The respiratory system is a dead-ended system through the head, neck, and thorax.  It can be divided anatomically into an upper respiratory tract and lower respiratory tract.  The upper respiratory tract includes the nose, nasal cavity, paranasal sinuses, and larynx.  The lower respiratory tract includes the trachea, bronchi, bronchioles, and lungs.

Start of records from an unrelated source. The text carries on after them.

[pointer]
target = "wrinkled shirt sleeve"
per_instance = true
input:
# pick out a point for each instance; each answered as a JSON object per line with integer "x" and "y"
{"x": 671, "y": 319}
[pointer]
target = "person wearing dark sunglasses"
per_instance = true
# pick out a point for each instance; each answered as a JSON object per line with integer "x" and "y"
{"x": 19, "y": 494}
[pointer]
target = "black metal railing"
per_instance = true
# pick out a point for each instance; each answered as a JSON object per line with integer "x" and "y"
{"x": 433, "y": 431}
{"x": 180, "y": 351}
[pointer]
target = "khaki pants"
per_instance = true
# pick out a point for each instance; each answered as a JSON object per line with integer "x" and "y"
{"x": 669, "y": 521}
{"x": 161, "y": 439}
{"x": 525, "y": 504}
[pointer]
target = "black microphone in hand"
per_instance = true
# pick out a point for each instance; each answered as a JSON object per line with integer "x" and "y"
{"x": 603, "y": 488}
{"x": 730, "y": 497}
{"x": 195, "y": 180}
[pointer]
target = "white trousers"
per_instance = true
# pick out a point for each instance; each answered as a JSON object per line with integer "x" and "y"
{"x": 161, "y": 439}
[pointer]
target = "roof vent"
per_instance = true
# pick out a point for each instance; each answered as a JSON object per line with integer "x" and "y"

The respiratory tract functions to carry air to and from the exchange surfaces of the lungs.  The tract can be divided physiologically into a conducting portion and a respiratory portion.  The conducting portion is also known as “dead air space”.  The air is moved, cleaned, warmed, and humidified.  No gas exchange occurs.  The organs involved in the conducting portion begin at the nasal cavity and end at airways known as terminal bronchioles.  The respiratory portion, which is associated with sacs called alveoli, allows actual gas exchange to occur.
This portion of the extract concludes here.